Gordon Gecko said in the film Wall Street “The point is, ladies and gentleman, that greed – for lack of a better word – is good.” I’m not sure I agree wholeheartedly with that sentiment but it does make me think about my role as a family law solicitor and the advice I give to clients.
Whilst I don’t think greed has a place in divorce proceedings, I do think there is a place for ambition and aspiration, set alongside fairness. Let me explain.
Woolley & Co lawyers are all members of Resolution and as such we are all committed to helping our clients reach an agreement, ideally without the need for court proceedings if we can. But very often we have to take a firm stance and say no to an agreement because it does not achieve what is best for our clients.
Firm negotiation can be necessary in divorce
Being a member of Resolution does not mean that we have to agree to everything because we just roll over and play nice when it comes to negotiations. It means advising our clients properly about the merits of a divorce settlement and advising them to accept an offer when it is in their best interests to do so. It also means making it very clear to the other party that if their proposal is completely inappropriate we tell them and explain why and how they could go about making their offer much more palatable.
There is nothing wrong with wanting what is best for you providing that what you want is achievable within the confines of the law. It is about managing expectations. We cannot give you the moon on a stick and we will never claim to, that will be disingenuous and frankly wrong but we can certainly give you an indication of what we think we can get for you.
Don’t accept the first financial offer without taking advice
Very often clients come to me and say ‘my ex says I will get nothing if we go to court. They say they are entitled to keep the house and all our savings…there’s no point in me arguing this, they’re just going to win’. My response tends to be – well they would say that wouldn’t they. SunTzu said that the best war is the one you never fight and that’s great for your spouse. If you’re not prepared to argue your case they get to keep everything and avoid spending money on lawyers.

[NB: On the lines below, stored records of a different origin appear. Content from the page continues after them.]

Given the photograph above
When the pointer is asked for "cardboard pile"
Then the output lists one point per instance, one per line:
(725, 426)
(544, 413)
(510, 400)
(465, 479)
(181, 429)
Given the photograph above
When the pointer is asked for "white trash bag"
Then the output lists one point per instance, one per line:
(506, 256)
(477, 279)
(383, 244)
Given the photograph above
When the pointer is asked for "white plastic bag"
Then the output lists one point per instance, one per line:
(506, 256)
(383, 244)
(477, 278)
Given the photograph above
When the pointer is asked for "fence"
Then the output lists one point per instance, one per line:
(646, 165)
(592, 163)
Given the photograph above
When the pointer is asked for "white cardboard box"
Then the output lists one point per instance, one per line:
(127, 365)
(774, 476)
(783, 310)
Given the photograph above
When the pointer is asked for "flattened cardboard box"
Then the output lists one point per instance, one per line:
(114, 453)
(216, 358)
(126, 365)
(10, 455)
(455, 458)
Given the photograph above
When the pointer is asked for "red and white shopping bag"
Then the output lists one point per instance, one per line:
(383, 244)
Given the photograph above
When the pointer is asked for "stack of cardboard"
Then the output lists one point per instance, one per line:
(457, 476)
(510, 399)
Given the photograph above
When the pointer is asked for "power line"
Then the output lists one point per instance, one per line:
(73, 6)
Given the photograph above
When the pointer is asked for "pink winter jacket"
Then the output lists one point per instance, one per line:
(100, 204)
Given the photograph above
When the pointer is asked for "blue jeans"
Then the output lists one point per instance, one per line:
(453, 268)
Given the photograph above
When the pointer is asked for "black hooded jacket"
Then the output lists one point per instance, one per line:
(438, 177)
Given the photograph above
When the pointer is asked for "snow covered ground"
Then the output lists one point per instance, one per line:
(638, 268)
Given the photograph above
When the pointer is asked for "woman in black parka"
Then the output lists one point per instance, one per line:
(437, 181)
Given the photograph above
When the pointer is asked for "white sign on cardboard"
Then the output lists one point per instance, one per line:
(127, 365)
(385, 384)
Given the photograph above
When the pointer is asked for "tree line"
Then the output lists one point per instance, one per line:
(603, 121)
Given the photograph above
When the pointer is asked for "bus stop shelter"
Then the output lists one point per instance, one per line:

By getting some professional advice at an early stage you will know whether what your spouse is telling you is correct and whether their offer is really fair or could be improved on with some negotiation or in a worst case scenario asking the court to make a decision.
If your children are living with you there is an even greater imperative to get advice and make sure you and the children can be housed and taken care of. Likewise if you’re approaching retirement, you need to know how you will be able to support yourself in the future. Sometimes you need to stand your ground to make sure you get what is best for you, and your future. And Woolley & Co will back you all the way.